What's the next step I need to take?
No.
A presentation for $\Bbb Z_4\times \Bbb Z_6$ is
$$\langle a,b\mid a^4, b^6, ab=ba\rangle.\tag{1}$$
Here $a\mapsto ([1]_4,[0]_6)$ and $b\mapsto ([0]_4,[1]_6)$, so $([2]_4, [2]_6)$ corresponds to $a^2b^2$. The quotient by $\langle ([2]_4, [2]_6)\rangle$ amounts, then, to killing $a^2b^2$ in $(1)$, like so:
$$\begin{align} \Bbb Z_4\times \Bbb Z_6/\langle ([2]_4, [2]_6)\rangle &\cong\langle a,b\mid a^2b^2, a^4, b^6, ab=ba\rangle\\ &\cong\langle a,b\mid a^2=b^{-2}, a^4, b^6, ab=ba\rangle\\ &\cong\langle a,b\mid a^2=b^{-2}, b^4, b^6, ab=ba\rangle\\ &\cong\langle a,b\mid a^2=b^2, b^2, ab=ba\rangle\\ &\cong\langle a,b\mid a^2, b^2, ab=ba\rangle\\ &\cong\Bbb Z_2\times\Bbb Z_2, \end{align}$$
which is not cyclic.
It may be worth saying that one can solve all problems of this sort algorithmically: no thought is required.

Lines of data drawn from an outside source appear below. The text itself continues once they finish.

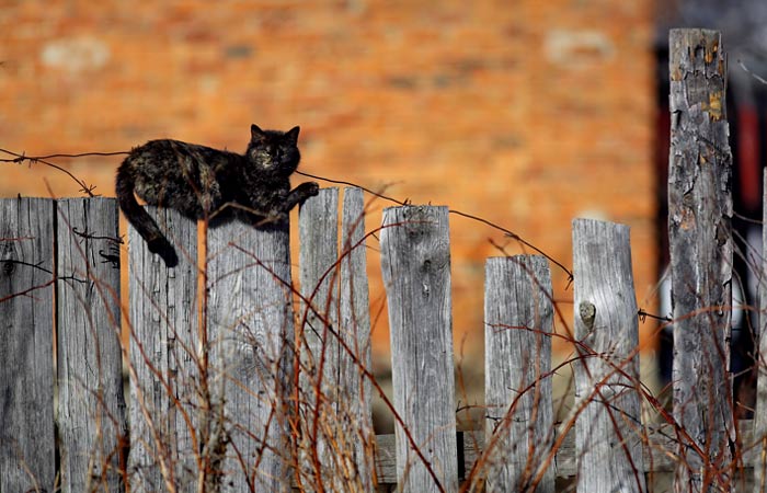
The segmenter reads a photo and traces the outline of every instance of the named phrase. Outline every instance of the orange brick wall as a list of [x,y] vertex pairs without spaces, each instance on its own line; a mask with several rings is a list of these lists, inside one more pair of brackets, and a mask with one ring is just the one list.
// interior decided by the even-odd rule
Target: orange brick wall
[[[650,0],[3,3],[2,148],[112,151],[172,137],[241,150],[251,123],[299,124],[304,171],[482,216],[568,266],[572,218],[631,226],[648,306]],[[119,158],[58,162],[113,194]],[[79,195],[43,167],[0,169],[2,196],[48,195],[46,182]],[[520,251],[451,217],[454,326],[467,352],[481,348],[483,259],[499,254],[489,239]],[[571,298],[553,272],[556,296]]]

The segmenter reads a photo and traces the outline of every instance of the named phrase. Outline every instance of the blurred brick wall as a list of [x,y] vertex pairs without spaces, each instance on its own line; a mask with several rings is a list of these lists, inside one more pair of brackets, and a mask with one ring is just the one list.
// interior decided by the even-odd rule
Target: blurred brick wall
[[[299,124],[304,171],[482,216],[568,266],[572,218],[629,225],[639,302],[652,308],[650,0],[0,4],[2,148],[112,151],[171,137],[239,151],[251,123]],[[119,158],[57,162],[113,194]],[[62,173],[13,164],[0,195],[48,195],[46,181],[79,195]],[[374,205],[368,228],[389,204]],[[483,259],[499,254],[489,239],[520,252],[451,216],[454,329],[458,343],[469,334],[467,352],[481,348]],[[552,268],[556,296],[570,299]]]

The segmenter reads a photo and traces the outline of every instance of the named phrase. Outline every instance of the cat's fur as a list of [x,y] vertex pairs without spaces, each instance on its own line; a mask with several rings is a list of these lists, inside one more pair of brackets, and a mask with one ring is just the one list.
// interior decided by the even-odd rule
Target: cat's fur
[[297,204],[317,195],[319,185],[290,190],[290,174],[300,160],[298,133],[251,126],[244,154],[178,140],[150,140],[130,151],[117,170],[116,192],[123,213],[149,251],[165,265],[179,263],[175,250],[139,206],[169,207],[193,219],[248,218],[255,225],[283,221]]

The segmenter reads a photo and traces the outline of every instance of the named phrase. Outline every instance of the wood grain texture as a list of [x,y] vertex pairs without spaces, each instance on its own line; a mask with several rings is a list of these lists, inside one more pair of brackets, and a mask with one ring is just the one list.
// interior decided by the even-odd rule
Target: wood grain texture
[[318,490],[345,491],[344,431],[339,420],[339,190],[322,188],[300,207],[301,302],[298,444],[300,475]]
[[117,203],[68,198],[56,209],[61,490],[122,491],[127,423]]
[[380,242],[393,401],[404,424],[394,428],[398,482],[405,492],[456,491],[447,207],[384,209]]
[[[725,117],[725,67],[719,32],[672,30],[668,241],[674,318],[674,417],[684,446],[677,491],[728,488],[735,442],[730,357],[732,152]],[[690,444],[691,445],[691,444]],[[716,459],[714,459],[716,458]],[[709,474],[703,478],[703,474]]]
[[484,272],[485,443],[493,444],[485,488],[553,492],[549,265],[542,256],[495,257]]
[[[147,207],[176,245],[168,268],[128,226],[131,491],[195,490],[201,408],[197,313],[197,221]],[[179,248],[178,245],[183,245]]]
[[348,352],[339,356],[340,380],[345,383],[343,400],[348,416],[350,446],[362,491],[373,490],[374,446],[370,381],[359,364],[371,369],[370,302],[367,284],[365,200],[359,188],[344,188],[341,220],[341,299],[339,331]]
[[[288,491],[288,417],[294,321],[287,225],[255,229],[240,221],[207,237],[207,330],[216,405],[229,438],[222,491]],[[220,420],[211,420],[216,427]]]
[[767,493],[767,171],[764,172],[762,222],[762,276],[759,277],[759,341],[756,359],[754,437],[758,443],[754,463],[754,491]]
[[629,228],[573,221],[579,491],[645,491]]
[[0,200],[0,491],[54,491],[54,202]]

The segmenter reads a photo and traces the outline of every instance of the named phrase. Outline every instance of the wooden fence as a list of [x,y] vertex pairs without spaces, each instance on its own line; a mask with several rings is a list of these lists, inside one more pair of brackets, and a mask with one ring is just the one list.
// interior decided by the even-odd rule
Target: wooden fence
[[[181,261],[167,268],[129,229],[123,306],[114,199],[10,198],[0,200],[0,492],[551,492],[558,477],[585,492],[646,491],[657,471],[674,471],[679,491],[719,491],[752,468],[767,491],[765,365],[757,417],[739,426],[726,371],[730,154],[713,104],[724,106],[723,85],[707,85],[723,77],[719,46],[712,32],[672,34],[672,412],[639,381],[626,226],[573,221],[575,400],[559,423],[551,340],[563,335],[548,262],[488,260],[485,426],[456,433],[446,207],[388,208],[366,232],[359,190],[345,188],[342,204],[322,190],[299,216],[300,288],[286,228],[198,228],[149,208]],[[370,372],[374,233],[391,401]],[[373,432],[374,394],[394,413],[392,436]],[[643,423],[642,406],[662,424]]]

Think of the group additively.
Write down the matrix of relations: in this case $$ \begin{bmatrix} 4 & 0\\ 0 & 6\\ 2 & 2\\ \end{bmatrix}. $$
Using Gaussian reduction (with no divisions) reduce this to Smith Normal Form: in this case
$$ \begin{bmatrix} 4 & 0\\ 0 & 6\\ 2 & 2\\ \end{bmatrix} \sim \begin{bmatrix} 2 & 2\\ 4 & 0\\ 0 & 6\\ \end{bmatrix} \sim \begin{bmatrix} 2 & 2\\ 0 & -4\\ 0 & 6\\ \end{bmatrix} \sim \begin{bmatrix} 2 & 2\\ 0 & -4\\ 0 & 2\\ \end{bmatrix} \sim \begin{bmatrix} 2 & 2\\ 0 & 2\\ 0 & -4\\ \end{bmatrix} \sim \begin{bmatrix} 2 & 2\\ 0 & 2\\ 0 & 0\\ \end{bmatrix} \sim \begin{bmatrix} 2 & 0\\ 0 & 2\\ 0 & 0\\ \end{bmatrix} $$
Hence the group is $$ \mathbb{Z}/2\mathbb{Z}\oplus\mathbb{Z}/2\mathbb{Z}\simeq\mathbb{Z}_2\oplus\mathbb{Z}_2 $$ which is not cyclic.